Origine dell’espressione
Inizialmente l’espressione completa era “coming out of the closet”, cioè “venire fuori dall’armadio o ripostiglio” e designava il rito dell’entrata nella società delle giovani donne, nonché il momento in cui una ragazza veniva presentata agli altri adulti e iniziava a far parte di una determinata comunità. Negli anni ’30 in Inghilterra si cominciò a dare al coming out il connotato di “dichiarare la propria omosessualità a sé stessi e agli altri” e ad oggi è proprio questa l’accezione che viene data all’espressione.
Fasi e caratteristiche del coming out
L’intero processo del coming out si articola fondamentalmente in 3 fasi:
- Riconoscimento: la possibilità del coming out si presenta quando nella persona vi è una corrispondenza tra sentimenti, comportamenti e identità sessuale. L’interpretazione di questi elementi è influenzata da fattori socio-culturali, per questo il riconoscimento di sé come persona non eterosessuale può essere un processo complesso. Dalla prima attrazione omoerotica può passare più o meno tempo, in molti casi anche anni, prima di giungere al coming out.

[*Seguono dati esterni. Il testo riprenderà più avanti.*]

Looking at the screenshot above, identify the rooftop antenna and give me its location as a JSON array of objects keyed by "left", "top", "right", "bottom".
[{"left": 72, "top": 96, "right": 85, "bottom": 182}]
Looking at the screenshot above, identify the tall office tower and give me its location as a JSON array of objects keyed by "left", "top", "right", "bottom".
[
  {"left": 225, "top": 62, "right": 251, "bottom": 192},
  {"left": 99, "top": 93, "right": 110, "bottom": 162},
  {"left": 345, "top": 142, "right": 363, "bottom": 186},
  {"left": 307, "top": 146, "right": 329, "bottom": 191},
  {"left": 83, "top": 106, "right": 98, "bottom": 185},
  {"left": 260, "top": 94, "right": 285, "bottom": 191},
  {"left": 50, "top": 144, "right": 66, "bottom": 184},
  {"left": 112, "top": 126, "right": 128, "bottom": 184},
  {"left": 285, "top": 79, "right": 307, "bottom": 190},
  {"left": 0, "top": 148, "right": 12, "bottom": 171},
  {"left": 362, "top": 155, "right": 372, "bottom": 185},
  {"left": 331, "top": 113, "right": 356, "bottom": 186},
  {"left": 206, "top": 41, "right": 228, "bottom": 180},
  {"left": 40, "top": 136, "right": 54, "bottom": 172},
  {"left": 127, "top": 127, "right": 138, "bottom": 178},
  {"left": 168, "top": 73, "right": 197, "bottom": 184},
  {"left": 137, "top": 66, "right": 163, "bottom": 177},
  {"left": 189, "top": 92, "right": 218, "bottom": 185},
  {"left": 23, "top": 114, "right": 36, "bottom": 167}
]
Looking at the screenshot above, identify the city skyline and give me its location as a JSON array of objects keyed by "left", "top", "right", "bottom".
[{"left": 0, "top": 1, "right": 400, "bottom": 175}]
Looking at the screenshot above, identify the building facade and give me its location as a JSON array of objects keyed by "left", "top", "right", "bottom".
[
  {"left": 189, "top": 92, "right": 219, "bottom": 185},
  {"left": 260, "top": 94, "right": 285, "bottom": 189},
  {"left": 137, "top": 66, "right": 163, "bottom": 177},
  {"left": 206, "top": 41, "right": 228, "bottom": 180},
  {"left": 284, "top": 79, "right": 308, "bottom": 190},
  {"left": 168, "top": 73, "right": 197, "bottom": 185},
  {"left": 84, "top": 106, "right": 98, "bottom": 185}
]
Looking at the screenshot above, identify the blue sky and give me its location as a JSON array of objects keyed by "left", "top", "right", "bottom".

- Coming out interiore: si inizia ad accettare il proprio orientamento, che sia omosessuale, bisessuale, o di altro tipo. In questa fase si passa per diversi stadi interiori, da confusione di identità e comparazione con gli altri, fino a tolleranza e accettazione, e infine orgoglio e integrazione della propria sessualità. Con sincerità verso sé stessi, ci si impegna per rispettare e soddisfare le proprie inclinazioni.
- Coming out esteriore: è il passo successivo, quando si dichiara il proprio orientamento sessuale agli altri. Sono stati identificati tre tipi di coming out esteriore:
Coming out implicito: non si nasconde il proprio orientamento ma non se ne parla, sperando che “gli altri lo capiscano”.
Coming out confessionale o selettivo: viene detto “in segreto” solo a persone fidate e accuratamente selezionate. È il tipo di coming out più frequente.
Coming out spontaneo: avviene in maniera serena, senza che venga data molta rilevanza ai giudizi altrui.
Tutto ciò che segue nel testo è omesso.